He stopped, recollecting that it was not his business to say
anything disagreeable.

'More respectable, you mean, I suppose?' said Ewart, with a
sneer, and squirting the tobacco-juice through his front teeth;
then was silent for a moment, and proceeded in a tone of candour
which some internal touch of conscience dictated. 'And so it
would, Mr. Fairford--and happier, too, by a thousand degrees--
though I have had my pleasures too. But there was my father (God
bless the old man!) a true chip of the old Presbyterian block,
walked his parish like a captain on the quarterdeck, and was
always ready to do good to rich and poor--Off went the laird's
hat to the minister, as fast as the poor man's bonnet. When the
eye saw him--Pshaw! what have I to do with that now?--Yes, he
was, as Virgil hath it, "VIR SAPIENTIA ET PIETATE GRAVIS." But he
might have been the wiser man, had he kept me at home, when he
sent me at nineteen to study Divinity at the head of the highest
stair in the Covenant Close. It was a cursed mistake in the old
gentleman. What though Mrs. Cantrips of Kittlebasket (for she
wrote herself no less) was our cousin five times removed, and
took me on that account to board and lodging at six shillings
instead of seven shillings a week? it was a d--d bad saving, as
the case proved.

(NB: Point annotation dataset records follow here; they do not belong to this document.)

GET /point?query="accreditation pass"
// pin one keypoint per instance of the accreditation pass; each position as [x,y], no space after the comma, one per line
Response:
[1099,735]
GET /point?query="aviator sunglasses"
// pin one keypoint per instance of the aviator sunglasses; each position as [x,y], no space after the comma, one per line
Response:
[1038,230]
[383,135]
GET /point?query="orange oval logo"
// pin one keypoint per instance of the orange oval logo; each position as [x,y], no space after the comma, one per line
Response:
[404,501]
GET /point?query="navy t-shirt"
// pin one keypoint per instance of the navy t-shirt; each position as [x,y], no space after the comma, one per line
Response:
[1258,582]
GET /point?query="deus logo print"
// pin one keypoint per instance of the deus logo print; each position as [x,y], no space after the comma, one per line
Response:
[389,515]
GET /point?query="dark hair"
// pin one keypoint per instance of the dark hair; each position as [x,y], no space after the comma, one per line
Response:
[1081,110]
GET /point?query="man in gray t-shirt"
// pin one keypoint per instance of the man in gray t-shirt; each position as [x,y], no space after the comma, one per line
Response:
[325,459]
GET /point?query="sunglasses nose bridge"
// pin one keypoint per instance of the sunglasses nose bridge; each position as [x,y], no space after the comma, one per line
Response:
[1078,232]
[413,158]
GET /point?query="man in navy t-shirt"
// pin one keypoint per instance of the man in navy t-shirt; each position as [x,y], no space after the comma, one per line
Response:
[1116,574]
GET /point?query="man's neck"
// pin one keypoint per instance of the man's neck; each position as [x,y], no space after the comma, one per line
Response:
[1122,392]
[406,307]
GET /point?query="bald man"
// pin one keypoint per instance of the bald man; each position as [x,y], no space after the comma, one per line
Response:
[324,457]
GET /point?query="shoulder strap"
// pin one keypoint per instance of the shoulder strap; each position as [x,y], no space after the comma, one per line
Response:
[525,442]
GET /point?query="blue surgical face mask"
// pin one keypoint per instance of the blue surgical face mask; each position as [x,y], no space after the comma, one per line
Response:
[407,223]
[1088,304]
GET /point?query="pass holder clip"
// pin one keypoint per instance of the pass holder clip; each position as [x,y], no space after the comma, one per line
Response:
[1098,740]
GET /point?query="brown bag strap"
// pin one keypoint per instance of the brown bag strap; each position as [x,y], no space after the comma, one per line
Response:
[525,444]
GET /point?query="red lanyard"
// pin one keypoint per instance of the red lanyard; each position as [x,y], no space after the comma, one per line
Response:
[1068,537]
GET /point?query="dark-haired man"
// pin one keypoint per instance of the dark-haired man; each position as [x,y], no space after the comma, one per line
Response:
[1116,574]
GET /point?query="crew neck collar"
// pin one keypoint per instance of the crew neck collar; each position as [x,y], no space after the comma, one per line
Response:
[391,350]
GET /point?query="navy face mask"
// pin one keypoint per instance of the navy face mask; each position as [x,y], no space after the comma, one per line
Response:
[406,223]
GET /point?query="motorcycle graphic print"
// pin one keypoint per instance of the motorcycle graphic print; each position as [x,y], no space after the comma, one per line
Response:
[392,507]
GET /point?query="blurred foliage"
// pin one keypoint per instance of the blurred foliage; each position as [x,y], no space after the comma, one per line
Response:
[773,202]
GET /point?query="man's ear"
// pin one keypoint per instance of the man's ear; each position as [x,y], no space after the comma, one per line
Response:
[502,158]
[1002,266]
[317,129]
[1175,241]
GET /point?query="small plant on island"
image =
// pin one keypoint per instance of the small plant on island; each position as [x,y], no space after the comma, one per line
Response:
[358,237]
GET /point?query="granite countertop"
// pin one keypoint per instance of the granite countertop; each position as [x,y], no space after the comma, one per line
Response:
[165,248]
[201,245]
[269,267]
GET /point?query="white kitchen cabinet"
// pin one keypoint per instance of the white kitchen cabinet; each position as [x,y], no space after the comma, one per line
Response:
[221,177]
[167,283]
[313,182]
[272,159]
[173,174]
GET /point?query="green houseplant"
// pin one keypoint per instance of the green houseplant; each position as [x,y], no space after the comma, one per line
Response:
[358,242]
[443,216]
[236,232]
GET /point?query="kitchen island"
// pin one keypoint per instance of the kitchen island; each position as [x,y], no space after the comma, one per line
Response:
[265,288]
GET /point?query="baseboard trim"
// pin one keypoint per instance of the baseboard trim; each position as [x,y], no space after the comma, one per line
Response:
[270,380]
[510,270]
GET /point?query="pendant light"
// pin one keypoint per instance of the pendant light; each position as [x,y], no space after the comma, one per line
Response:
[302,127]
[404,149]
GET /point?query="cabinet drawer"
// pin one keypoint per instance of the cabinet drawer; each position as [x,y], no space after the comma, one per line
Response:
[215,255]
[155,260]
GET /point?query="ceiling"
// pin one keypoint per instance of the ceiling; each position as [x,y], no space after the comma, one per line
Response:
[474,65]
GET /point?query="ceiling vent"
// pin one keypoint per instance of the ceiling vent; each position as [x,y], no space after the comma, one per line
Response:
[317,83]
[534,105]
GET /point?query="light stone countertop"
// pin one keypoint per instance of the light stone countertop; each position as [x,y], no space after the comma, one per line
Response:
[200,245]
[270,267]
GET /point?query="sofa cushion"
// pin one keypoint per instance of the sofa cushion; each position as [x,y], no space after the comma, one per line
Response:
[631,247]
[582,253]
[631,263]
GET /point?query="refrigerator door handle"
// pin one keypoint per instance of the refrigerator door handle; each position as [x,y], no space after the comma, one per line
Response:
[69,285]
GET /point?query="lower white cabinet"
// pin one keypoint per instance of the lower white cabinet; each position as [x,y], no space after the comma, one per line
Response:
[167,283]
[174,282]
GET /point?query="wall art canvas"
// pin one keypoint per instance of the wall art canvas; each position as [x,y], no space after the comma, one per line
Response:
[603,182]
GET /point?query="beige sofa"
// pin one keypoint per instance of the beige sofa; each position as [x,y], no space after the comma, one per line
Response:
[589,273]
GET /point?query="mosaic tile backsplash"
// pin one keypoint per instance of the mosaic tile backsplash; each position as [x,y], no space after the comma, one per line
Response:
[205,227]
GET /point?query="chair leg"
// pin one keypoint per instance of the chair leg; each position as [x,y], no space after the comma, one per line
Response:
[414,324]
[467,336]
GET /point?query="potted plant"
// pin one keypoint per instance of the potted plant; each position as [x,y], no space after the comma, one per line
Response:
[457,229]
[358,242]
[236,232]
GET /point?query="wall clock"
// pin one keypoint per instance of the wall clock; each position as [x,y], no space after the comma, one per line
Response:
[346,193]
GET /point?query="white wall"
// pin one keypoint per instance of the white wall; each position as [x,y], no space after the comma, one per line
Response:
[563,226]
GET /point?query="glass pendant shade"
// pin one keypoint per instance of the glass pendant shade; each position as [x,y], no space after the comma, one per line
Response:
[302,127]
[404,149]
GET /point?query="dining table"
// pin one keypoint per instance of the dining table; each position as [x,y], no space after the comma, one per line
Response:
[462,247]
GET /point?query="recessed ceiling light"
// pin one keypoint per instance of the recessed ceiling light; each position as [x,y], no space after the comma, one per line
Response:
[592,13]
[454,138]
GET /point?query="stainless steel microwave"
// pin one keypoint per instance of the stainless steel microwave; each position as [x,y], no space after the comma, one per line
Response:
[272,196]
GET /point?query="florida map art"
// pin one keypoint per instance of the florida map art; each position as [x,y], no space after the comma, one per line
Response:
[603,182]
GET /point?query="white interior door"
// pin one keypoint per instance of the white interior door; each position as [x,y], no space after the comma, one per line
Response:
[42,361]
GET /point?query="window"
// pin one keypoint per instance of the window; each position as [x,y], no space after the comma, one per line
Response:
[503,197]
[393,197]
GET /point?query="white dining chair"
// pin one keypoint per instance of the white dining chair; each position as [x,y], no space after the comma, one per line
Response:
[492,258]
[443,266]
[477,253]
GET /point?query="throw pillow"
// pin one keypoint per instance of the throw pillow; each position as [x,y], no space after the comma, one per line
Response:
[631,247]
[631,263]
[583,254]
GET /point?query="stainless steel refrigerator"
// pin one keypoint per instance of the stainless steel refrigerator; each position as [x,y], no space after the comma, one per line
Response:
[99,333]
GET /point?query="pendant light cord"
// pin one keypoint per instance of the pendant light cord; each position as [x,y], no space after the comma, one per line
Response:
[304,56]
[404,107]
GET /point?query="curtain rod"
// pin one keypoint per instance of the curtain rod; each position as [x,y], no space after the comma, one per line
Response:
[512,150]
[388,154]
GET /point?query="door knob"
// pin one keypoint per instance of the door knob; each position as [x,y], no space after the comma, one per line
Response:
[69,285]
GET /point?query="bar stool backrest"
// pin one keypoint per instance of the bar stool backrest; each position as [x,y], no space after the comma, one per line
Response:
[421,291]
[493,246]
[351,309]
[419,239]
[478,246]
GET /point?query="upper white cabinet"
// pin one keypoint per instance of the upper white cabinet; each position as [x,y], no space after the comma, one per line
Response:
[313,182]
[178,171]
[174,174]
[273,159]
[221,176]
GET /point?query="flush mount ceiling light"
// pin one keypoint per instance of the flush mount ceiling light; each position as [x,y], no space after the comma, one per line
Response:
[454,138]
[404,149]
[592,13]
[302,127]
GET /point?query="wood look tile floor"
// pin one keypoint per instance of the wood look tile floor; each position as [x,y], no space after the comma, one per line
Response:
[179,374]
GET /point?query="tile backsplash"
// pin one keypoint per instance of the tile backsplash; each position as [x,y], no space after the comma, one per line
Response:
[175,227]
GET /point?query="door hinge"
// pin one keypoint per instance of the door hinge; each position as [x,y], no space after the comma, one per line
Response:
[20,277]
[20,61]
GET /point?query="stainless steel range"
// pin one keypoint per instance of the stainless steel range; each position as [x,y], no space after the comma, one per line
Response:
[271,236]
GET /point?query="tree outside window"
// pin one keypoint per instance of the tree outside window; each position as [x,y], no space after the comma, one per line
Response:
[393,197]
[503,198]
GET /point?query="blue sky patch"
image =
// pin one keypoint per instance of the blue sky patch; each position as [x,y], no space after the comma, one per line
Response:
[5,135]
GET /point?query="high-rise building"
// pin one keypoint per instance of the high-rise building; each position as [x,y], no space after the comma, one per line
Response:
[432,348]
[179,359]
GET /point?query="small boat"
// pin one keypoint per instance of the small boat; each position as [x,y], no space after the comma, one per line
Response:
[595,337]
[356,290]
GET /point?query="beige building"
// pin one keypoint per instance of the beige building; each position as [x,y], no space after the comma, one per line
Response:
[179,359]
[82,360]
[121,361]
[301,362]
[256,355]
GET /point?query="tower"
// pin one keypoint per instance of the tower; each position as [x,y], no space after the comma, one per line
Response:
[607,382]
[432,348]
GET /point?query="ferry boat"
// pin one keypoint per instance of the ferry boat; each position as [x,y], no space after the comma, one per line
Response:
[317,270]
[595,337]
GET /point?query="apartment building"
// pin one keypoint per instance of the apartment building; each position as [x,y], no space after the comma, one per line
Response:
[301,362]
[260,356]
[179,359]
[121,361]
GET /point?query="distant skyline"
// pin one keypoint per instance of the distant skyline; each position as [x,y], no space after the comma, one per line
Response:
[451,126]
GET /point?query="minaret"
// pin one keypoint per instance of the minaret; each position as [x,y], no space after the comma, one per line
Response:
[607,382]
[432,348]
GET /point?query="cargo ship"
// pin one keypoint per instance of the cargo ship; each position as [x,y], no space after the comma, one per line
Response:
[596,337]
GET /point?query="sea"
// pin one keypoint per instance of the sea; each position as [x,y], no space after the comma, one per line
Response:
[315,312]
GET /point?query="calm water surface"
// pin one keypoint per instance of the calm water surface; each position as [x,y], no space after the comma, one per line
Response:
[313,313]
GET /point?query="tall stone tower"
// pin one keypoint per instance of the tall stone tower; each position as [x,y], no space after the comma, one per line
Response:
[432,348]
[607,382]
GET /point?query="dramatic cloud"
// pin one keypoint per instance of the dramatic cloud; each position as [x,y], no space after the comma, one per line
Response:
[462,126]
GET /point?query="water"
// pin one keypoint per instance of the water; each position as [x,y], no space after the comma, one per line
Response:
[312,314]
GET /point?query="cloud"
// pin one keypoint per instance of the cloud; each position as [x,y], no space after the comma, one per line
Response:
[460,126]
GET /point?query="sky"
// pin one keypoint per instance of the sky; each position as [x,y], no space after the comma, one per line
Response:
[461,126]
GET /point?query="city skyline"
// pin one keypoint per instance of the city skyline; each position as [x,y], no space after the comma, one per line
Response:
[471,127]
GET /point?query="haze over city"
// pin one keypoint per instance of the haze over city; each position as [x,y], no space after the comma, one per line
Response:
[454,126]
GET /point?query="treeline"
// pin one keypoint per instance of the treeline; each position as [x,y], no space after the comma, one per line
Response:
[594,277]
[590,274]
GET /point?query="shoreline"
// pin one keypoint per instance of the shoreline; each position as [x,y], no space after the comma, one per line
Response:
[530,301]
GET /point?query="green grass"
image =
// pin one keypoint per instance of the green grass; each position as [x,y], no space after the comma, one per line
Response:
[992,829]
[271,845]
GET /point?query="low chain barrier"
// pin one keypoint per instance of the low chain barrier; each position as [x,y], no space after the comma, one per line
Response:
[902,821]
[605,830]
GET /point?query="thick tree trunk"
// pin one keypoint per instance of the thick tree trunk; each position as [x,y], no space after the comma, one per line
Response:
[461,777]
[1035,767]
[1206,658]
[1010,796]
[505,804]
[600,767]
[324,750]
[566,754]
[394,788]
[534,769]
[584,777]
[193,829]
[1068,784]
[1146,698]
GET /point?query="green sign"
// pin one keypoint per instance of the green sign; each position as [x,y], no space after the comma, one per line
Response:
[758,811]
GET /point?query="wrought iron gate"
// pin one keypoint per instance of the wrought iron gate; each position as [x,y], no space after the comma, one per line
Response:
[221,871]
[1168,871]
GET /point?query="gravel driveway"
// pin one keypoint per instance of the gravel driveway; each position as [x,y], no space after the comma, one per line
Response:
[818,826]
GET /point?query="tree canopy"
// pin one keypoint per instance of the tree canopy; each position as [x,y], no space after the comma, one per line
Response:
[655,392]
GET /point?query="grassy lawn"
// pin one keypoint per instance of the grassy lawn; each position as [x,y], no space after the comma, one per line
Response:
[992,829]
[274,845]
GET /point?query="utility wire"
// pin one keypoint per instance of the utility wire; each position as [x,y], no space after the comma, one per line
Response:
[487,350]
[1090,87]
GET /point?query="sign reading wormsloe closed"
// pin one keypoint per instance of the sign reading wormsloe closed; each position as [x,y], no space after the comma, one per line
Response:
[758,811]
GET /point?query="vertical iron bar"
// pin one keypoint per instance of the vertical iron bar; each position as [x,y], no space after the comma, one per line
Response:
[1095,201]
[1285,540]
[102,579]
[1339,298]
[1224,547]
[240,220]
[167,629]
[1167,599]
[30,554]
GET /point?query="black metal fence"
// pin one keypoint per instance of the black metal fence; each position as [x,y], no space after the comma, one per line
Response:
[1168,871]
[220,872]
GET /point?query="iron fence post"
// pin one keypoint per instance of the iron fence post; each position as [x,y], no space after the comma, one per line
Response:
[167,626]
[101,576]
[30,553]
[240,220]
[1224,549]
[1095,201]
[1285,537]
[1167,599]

Yet her very dignity might have kept me in
order; for she never read a chapter excepting out of a Cambridge
Bible, printed by Daniel, and bound in embroidered velvet. I
think I see it at this moment! And on Sundays, when we had a
quart of twopenny ale, instead of butter-milk, to our porridge,
it was always served up in a silver posset-dish. Also she used
silver-mounted spectacles, whereas even my father's were cased in
mere horn. These things had their impression at first, but we
get used to grandeur by degrees. Well, sir!--Gad, I can scarce
get on with my story--it sticks in my throat--must take a trifle
to wash it down. Well, this dame had a daughter--Jess Cantrips,
a black-eyed, bouncing wench--and, as the devil would have it,
there was the d--d five-story stair--her foot was never from it,
whether I went out or came home from the Divinity Hall. I would
have eschewed her, sir--I would, on my soul; for I was as
innocent a lad as ever came from Lammermuir; but there was no
possibility of escape, retreat, or flight, unless I could have
got a pair of wings, or made use of a ladder seven stories high,
to scale the window of my attic. It signifies little talking--
you may suppose how all this was to end--I would have married the
girl, and taken my chance--I would, by Heaven! for she was a
pretty girl, and a good girl, till she and I met; but you know
the old song, "Kirk would not let us be." A gentleman, in my
case, would have settled the matter with the kirk-treasurer for a
small sum of money; but the poor stibbler, the penniless dominie,
having married his cousin of Kittlebasket, must next have
proclaimed her frailty to the whole parish, by mounting the
throne of Presbyterian penance, and proving, as Othello says,
"his love a whore," in face of the whole congregation.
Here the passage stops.